In patients with granulomas left after the extraction of the causative tooth, a residual (residual) cyst may develop. The cyst, located at the socket of the extracted tooth, usually has an elliptical shape, its diameter does not exceed 0.5 cm. Subsequently, the cyst causes deformation of the jaw and facial asymmetry. Residual cysts are more often formed on the upper jaw in men.
Due to the presence of signs of chronic inflammation in the walls of cysts located at the roots of the upper premolars and molars, they can cause a non-specific reaction of the adjacent mucous membrane of the maxillary sinus. The degree of expression of the reaction of the mucous membrane depends on the thickness of the bone layer between it and the pathological focus at the apex of the root.
Depending on the relationship between the cyst and the maxillary sinus, a distinction is made between adjacent, displacing and penetrating cysts.
In adjacent cysts, the unchanged cortical plate of the alveolar bay and the bone structure of the alveolar process are visible between the mucous membrane and the cyst. In displacing cysts, the cortical plate of the alveolar bay of the sinus is displaced upward, but its integrity is not violated. On the radiograph, penetrating cysts look like a hemispherical shadow with a clear upper contour against the background of the air of the maxillary sinus, the cortical plate of the alveolar bay is interrupted in places or is absent. Orthopantomograms, lateral panoramic radiographs and contact extraoral images in an oblique projection are of considerable help in determining the relationship between the cyst and the maxillary sinus.

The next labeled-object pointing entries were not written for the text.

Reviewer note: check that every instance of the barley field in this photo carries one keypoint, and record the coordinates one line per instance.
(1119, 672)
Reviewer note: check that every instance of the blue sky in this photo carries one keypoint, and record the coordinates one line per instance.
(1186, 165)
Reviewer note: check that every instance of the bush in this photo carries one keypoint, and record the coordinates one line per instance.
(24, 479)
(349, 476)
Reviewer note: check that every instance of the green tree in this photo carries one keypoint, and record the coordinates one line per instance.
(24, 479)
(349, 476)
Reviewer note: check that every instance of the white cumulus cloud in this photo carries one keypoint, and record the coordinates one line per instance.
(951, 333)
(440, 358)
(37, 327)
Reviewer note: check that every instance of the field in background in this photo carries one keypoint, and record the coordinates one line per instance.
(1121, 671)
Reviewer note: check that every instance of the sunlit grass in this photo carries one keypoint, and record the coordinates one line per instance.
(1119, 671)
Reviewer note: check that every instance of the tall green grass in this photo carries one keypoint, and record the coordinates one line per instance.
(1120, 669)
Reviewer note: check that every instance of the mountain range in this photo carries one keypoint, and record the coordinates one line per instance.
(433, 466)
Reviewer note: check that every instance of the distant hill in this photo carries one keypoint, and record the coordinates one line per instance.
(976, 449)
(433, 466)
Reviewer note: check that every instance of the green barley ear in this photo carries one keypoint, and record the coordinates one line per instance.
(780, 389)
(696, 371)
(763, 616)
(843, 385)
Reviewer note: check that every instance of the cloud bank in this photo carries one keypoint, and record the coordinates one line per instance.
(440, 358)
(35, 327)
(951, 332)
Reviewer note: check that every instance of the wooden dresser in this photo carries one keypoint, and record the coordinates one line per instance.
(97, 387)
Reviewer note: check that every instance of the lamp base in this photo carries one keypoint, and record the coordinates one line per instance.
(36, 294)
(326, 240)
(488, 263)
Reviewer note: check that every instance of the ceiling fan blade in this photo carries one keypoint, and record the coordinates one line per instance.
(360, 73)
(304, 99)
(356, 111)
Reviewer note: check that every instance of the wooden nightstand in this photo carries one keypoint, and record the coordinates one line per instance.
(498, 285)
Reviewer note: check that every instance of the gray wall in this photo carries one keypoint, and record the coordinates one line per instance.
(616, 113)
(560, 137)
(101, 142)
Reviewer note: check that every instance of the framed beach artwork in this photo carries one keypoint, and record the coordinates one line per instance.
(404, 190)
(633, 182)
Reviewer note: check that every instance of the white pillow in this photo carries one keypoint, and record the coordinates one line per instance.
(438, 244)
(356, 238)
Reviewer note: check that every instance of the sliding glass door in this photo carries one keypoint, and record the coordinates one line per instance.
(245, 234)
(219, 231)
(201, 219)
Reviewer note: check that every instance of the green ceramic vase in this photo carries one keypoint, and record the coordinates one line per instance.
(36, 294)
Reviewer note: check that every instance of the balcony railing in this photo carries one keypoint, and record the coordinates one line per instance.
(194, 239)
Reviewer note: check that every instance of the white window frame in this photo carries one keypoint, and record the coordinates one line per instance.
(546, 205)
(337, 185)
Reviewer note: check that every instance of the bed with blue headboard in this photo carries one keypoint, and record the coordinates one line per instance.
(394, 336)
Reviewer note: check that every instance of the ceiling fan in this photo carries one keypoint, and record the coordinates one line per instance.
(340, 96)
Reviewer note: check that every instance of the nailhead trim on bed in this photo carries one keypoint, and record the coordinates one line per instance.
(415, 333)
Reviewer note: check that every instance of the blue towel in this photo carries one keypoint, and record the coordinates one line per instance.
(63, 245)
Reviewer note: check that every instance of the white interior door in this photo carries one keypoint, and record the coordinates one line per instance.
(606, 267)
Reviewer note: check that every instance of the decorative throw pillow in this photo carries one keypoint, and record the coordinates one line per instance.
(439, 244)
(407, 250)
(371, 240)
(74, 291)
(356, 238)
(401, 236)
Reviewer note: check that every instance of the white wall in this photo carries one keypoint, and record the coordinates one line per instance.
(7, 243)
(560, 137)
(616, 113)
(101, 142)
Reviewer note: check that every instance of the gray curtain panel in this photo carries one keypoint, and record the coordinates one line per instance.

Distinctive recognition of radicular cysts of the maxilla and retention cysts of the mucous membrane of the maxillary sinus is associated with certain difficulties. On zonograms and tomograms in the frontal-nasal projection, the cyst has the appearance of an oval, spherical shadow, sometimes narrowing toward the base, with a clear outline against the background of the air sinus. Retention cysts can increase in size, remain unchanged, or undergo regression.
To identify the relationship of radicular cysts with the floor of the nasal cavity, it is advisable to perform direct panoramic radiographs.
For large cysts of the upper jaw that grow into the soft tissues of the cheek, the most informative radiographs are those in oblique tangential projections.
Keratocyst occurs as a defect in the formation of the tooth germ and is characterized by keratinization of the multilayered keratinizing squamous epithelium lining the cavity. It is most often localized behind the third lower molars in the area of the angle and branch and tends to spread along the body and into the interalveolar septa, displacing the roots of the teeth, but not causing their resorption. The contours of the cavity are smooth, clear, sclerotic.
Sometimes developing near the forming follicle, the cyst is separated from it only by a connective tissue capsule and, according to the formal X-ray picture, resembles a follicular cyst. The final diagnosis is established only after histological examination. Relapses after surgery occur in 13-45% of cases.
The nasopalatine canal cyst is a fissure non-odontogenic cyst. The cyst develops from embryonic remnants of proliferating epithelium, sometimes preserved in the incisive canal. Radiographically, the cyst appears as a focus of bone rarefaction of a round or oval shape with smooth, clear contours. The cyst is located along the midline in the anterior sections of the hard palate above the roots of the central incisors. The closing cortical plates of the sockets and periodontal fissures are visible against the background of the cyst.